My Mom is a people watcher. Always has been. She gets that from her dad. I have memories of going to Penticton to visit my Pappa Alec and there were two local Zoo’s that he would take me for an outing. One was the one of the animal variety, but I think his favourite and mine, as well, was going to the mall. Pappa would grab us both an ice cream cone and park us outside the food fair on a little bench and we would watch the people. I don’t recall a lot of commentary, but I do recall a cheeky smile shared between him and I, or a raised eyebrow. It was our thing and moments I am remembering today as I have been spending time with mom in rehab.
Her attention is drawn to what is happening around her, however, I am not always sure what she is thinking or seeing. But there is one gentleman in rehab who looks remarkably like her dad. When they are in the dining hall, my mom cannot look away. I asked her, “he sure looks like Pappa Alec, hey Mom,” my heart tightened in my chest as she responded, “that is my dad…he is looking for the candy they keep in the cupboard.”
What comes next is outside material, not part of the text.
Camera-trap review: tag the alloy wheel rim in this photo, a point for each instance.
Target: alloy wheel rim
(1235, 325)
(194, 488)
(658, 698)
How do you tell someone such painful truth making the loss so fresh again. Pappa Alec hasn’t been with us in years. We do have the hard conversation to reconnect the memory…to try and find the correct neural pathways for what is true for today. She has tears…says it must have been so hard to lose him and then her gaze goes back to Pappa’s doppelganger who meanders around in his wheelchair and I know she is back there…disconnected again, but enjoying watching her dad watching the people.
So we do this together…watch the people…share the moment.